This is an attempt to describe, at a very basic level, what sequences of events occur when a FreeBSD host sends and receives network packets. This document is based mostly on reading the source code and referencing the book, "Design and Implementation of the 4.4 BSD Operating System". This document is bound to contain errors for which I apologise in advance!
The FreeBSD base system source code is in the directory /usr/src on a FreeBSD box. The kernel is in the directory /usr/src/sys. All paths in this document are relative to the kernel source directory.
The kernel source tree has a number of sub-directories. Important ones are:
| Directory | Contains |
| sys/ | Lots of system header files (which get installed to /usr/include/sys and form the basis of the kernel<->user interface |
| net/ | Code for network device types (e.g. ethernet, atm, ppp etc) |
| dev/ | Device drivers (e.g. for RAID support) |
| pci/ | PCI Device drivers (e.g. most network cards) |
| netinet/ | Code for the Internet Protocols |
| kern/ | Low-level kernel stuff (memory, syscalls etc) |
Useful links:
The ethernet hardware will receive a frame, check it's CRC and place it in memory somewhere. The driver will notice either when it polls the device status some time later of when notified via interrupt.
For example, consider the RealTek 8129/8139 driver in pci/if_rl.c:
...
rl_rxeof(sc)
struct rl_softc *sc;
{
struct mbuf *m;
struct ifnet *ifp;
...
ifp->if_ipackets++;
(*ifp->if_input)(ifp, m);
return;
}
The struct mbuf is the entity which holds the data received from the network. mbufs are fixed size chunks (fixed size to help prevent memory fragmentation) and can be easily chained together to represent larger pieces of data. There are a number of programmatic idioms for managing mbufs which will be described later.

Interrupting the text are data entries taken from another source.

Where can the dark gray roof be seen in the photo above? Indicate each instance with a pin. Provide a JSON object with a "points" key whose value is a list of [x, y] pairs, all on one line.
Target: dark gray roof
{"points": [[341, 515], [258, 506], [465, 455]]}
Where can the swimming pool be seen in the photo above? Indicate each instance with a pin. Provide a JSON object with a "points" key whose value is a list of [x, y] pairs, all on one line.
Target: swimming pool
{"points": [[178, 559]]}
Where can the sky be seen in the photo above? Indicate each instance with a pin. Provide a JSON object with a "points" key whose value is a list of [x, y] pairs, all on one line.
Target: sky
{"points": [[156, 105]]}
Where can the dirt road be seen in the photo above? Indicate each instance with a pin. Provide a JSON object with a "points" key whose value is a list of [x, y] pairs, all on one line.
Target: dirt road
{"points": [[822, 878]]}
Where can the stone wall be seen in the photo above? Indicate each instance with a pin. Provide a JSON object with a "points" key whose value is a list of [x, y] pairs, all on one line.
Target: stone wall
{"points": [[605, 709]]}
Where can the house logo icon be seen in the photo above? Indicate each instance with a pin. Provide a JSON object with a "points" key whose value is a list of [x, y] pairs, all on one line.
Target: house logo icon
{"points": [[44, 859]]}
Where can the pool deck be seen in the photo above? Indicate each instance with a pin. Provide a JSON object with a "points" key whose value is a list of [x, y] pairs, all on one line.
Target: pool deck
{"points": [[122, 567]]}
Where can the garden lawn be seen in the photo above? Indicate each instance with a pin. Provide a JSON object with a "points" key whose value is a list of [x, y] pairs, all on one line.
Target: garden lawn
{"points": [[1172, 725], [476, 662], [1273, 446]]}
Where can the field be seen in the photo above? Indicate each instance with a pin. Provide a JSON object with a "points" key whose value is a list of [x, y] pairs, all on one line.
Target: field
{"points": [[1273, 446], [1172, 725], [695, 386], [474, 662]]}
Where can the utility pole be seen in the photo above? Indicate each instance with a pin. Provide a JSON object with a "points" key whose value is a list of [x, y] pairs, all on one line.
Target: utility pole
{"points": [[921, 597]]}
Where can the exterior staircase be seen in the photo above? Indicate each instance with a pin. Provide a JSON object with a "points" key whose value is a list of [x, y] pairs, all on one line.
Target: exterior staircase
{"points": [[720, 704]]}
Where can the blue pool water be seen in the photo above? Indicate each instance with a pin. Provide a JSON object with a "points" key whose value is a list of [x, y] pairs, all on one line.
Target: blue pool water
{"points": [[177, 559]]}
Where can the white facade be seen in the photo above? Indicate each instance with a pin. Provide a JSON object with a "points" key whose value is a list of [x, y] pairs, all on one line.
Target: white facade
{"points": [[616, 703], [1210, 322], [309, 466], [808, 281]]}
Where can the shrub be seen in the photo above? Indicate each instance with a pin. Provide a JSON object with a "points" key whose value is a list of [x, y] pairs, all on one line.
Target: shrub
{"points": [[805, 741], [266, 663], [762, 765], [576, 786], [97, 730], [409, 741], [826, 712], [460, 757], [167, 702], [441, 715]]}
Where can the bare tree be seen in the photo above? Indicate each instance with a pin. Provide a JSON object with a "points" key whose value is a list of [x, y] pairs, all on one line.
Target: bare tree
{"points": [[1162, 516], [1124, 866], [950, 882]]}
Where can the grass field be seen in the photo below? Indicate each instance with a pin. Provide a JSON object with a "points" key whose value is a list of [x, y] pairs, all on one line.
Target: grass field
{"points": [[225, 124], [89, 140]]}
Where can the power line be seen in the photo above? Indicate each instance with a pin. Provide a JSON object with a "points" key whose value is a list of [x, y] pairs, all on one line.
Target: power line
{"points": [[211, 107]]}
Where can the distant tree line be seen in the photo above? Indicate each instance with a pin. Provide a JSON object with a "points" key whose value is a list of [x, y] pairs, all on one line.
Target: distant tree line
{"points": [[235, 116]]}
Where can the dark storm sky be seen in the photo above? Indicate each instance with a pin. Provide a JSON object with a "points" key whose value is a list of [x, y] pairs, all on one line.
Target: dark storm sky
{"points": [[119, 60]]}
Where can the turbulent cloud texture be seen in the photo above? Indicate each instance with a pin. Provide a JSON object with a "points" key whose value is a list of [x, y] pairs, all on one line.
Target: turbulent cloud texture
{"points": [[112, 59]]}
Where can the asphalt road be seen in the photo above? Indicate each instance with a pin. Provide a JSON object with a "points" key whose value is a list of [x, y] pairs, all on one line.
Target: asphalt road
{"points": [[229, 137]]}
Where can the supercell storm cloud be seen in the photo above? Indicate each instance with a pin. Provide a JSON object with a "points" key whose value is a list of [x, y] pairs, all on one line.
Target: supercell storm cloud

The struct ifnet (defined in net/if_var.h represents the network device to the system. The structure contains information like the interface name, state of the interface (up/down, broadcast), information about the device's capabilities (e.g. some devices are able to support larger-than-normal ethernet vlan frames while others cannot) and a bunch of function pointers. Many kernel entities are generic structs containing function pointers; rather like virtual base classes in C++. A specific network type (such as ethernet) will point its struct ifnet function pointers to the appropriate ethernet functions. Of particular interest to us are:
| struct ifnet member | arguments | points to |
| if_output | struct ifnet *, struct mbuf *, struct sockaddr * struct rtentry * | net/if_ethersubr.c:ether_output |
| if_input | struct ifnet *, struct mbuf * | net/if_ethersubr.c:ether_input |
In our case, the call to (*ifp->if_input)(ifp, m) leads to net/if_ethersubr.c and the function ether_input(struct ifnet *, struct mbuf *). The function looks like the following:
ether_input(struct ifnet *ifp, struct mbuf *m)
{
struct ether_header *eh;
u_short etype;
...
The struct ether_header type is defined in net/ethernet.h as:
struct ether_header {
u_char ether_dhost[ETHER_ADDR_LEN];
u_char ether_shost[ETHER_ADDR_LEN];
u_short ether_type;
};
The ether_input function contines with a couple of sanity checks and then
...
eh = mtod(m, struct ether_header *);
etype = ntohs(eh->ether_type);
...
The mtod macro (defined in sys/mbuf.h) takes an mbuf and returns a pointer to the
data portion of the mbuf nicely cast to the correct
type. Since we've received an ethernet frame, we expect the initial part of
the data to be an ethernet header. The ntohs function
performs network to host endianness conversion.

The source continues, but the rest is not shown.